Menon might need the machete to whack down brush that’s grown and obscured the cameras he’s strategically mounted on trees. They capture activity around the deer carcass.

Menon says this study element sets out to mimic nature.

“So what we’re hoping to see here is in the presence of wolf predation pressure, what species are scavenging on this particular deer. So we put in on the landscape. Who is coming in to clean it up? So far we’ve seen vultures coming in, turkey vultures and maggots. But that was based on summer stuff. So with this being the first fall deer that’s getting put out, it’ll be interesting to see if there’s a change in who comes out and who scavenges on it,” Menon says.

Menon needs to position and secure the carcass so his cameras can capture the activity when predators show up.
Susan Bence
/
WUWM
Menon needs to position and secure the carcass so his cameras can capture the activity when predators show up.

This is one of two sites Menon set up in Oneida County. There are six more including in Ashland, Sawyer and Door counties.

Each needs to be outfitted with sturdily installed photo and video cameras. Menon is working out how best to tie the deer down, to prevent predators from dragging it off and rendering his camera system useless.

Menon tends to cameras battered, probably by bear, at the research site.
Susan Bence
/
WUWM
Menon tends to cameras battered, probably by bear, at the research site.

But there’s more to the study of wolves’ role in controlling chronic wasting disease. It also includes tracking wolves with GPS collars.

Menon says that means more collaboration. He’s conferring with the Wisconsin DNR to see if he can tap into the agency’s existing monitoring system. He’s also in conversation with the Red Cliff Band of Lake Superior Chippewa.

“They do have some collars on the landscape so I’ve sort of initially talked to them about using that data,” he says.

Menon also hopes to collar additional wolves.

“So this winter is when we hope to be looking at GPS collar data and identifying where a kill site might have taken place, so where wolves have taken down prey,” Menon sys.

He means deer of course.

“Let’s say we get a GPS data that we think OK this is what we think is a kill site. We will then go to those coordinates, fly a drone overhead to make sure the wolves aren’t still actively feeding,” Menon wants to make sure wolves can mainin their normal cycle. “Once we know it’s safe for us, safe for the wolves and nothing else is lurking around and then we’ll go into the site and sample whatever’s left of the carcass for CWD, the soils that’ around the carcass and then any scat that we find.”

But first, Menon says they need to determine the best path to access the site.
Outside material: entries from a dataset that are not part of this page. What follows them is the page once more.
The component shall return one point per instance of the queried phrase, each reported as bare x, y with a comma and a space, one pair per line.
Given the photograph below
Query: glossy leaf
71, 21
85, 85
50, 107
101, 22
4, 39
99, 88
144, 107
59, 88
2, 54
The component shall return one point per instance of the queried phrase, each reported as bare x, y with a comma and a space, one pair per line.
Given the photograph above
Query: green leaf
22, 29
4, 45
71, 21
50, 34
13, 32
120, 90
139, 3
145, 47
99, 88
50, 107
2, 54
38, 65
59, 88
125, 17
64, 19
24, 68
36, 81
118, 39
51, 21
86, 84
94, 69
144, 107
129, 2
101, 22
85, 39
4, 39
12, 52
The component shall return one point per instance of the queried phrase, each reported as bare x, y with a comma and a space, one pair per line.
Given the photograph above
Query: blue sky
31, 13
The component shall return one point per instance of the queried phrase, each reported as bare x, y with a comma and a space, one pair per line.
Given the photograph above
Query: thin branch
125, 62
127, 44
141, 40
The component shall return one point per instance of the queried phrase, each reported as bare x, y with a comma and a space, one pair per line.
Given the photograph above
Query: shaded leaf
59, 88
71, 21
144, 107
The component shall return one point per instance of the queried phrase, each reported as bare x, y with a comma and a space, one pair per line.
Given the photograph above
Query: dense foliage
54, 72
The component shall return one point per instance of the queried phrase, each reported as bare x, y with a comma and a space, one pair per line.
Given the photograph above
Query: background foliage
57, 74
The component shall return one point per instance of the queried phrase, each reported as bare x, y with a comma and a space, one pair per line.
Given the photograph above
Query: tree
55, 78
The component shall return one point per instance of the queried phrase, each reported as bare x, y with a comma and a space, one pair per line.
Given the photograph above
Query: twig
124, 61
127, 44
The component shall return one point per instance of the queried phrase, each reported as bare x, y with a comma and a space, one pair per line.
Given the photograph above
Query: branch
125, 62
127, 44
“You know a straight line, or do we need to go around a snowbank or water or something like that. So that’s what the drone is for. And it may be effective and it may not so we’re employing that to see if it works,” Menon says.

 Menon says once he, the study's principal investigator Tim Van Deelen along with the Great Lakes Indian Fish & Wildlife Commission biological services director work through the questions and kinks, he’ll meet with tribal members and ask them to weigh in on the how the study will unfold.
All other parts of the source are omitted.